Next, it is important to understand Dual Control, Separation of Duties, and Split Knowledge. These are all clearly defined in the PCI DSS standard and in the accompanying PCI DSS glossary. I’ve extracted the exact definitions below, but I’ll recap them here from the point of view of key management.

Dual Control means that no one person should be able to manage your encryption keys. Creating, distributing, and defining access controls should require at least two individuals working together to accomplish the task.

Separation of Duties means that different people should control different aspects of your key management strategy. This is the old adage “don’t put your eggs in one basket”. The person who creates and manages the keys should not have access to the data they protect. And, the person with access to protected data, should not be able to manage encryption keys.

Split Knowledge applies to the manual generation of encryption keys, or at any point where encryption keys are available in the clear. More than one person should be required to constitute or re-constitute a key in this situation.

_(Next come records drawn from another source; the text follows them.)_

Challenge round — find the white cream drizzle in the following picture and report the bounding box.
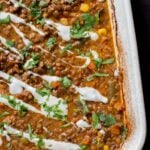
[90,50,99,59]
[76,119,91,129]
[0,95,43,115]
[0,71,68,120]
[0,47,20,60]
[2,125,80,150]
[45,19,71,41]
[9,81,23,94]
[73,85,108,103]
[28,71,108,104]
[28,71,61,83]
[0,12,45,36]
[11,24,31,46]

What are the practical implications of these best practices and core concepts?  One of the practical implications follows from a common fact of system administration. On all major operating systems such as Linux, Windows, and IBM System I (AS/400) there is one individual who has the authority to manage all processes and files on the system. This is the Administrator on Windows, the root user on Linux and UNIX, and the security officer on the IBM System i platform. In fact, there are usually multiple people who have this level of authority. In one study by PowerTech, the average IBM System i customer had 26 users with this level of authority!

That’s why storing encryption keys on the same system where the protected data resides violates all of the core principles of data protection, and that’s why we are seeing auditors and payment networks reject this approach. If you haven’t faced this issue yet, your day is probably coming. Now is the time to start planning on how to deal with the problem.

Over two years ago we saw this trend developing and took action to help merchants be prepared for proper key management. We created the Alliance Key Manager solution and released it to our partner channel in 2009. This year we released it for direct sale, and last week we received our FIPS-140-2 certification from NIST. Over 1,000 customers are now using AKM to protect their encryption keys with a solution that provably meets industry standards.  Our encryption products have been updated to use this new key management solution, and we are moving customers forward to compliance. It’s been a long, hard slog to NIST FIPS-140 certification, but I think our customers will benefit from the effort.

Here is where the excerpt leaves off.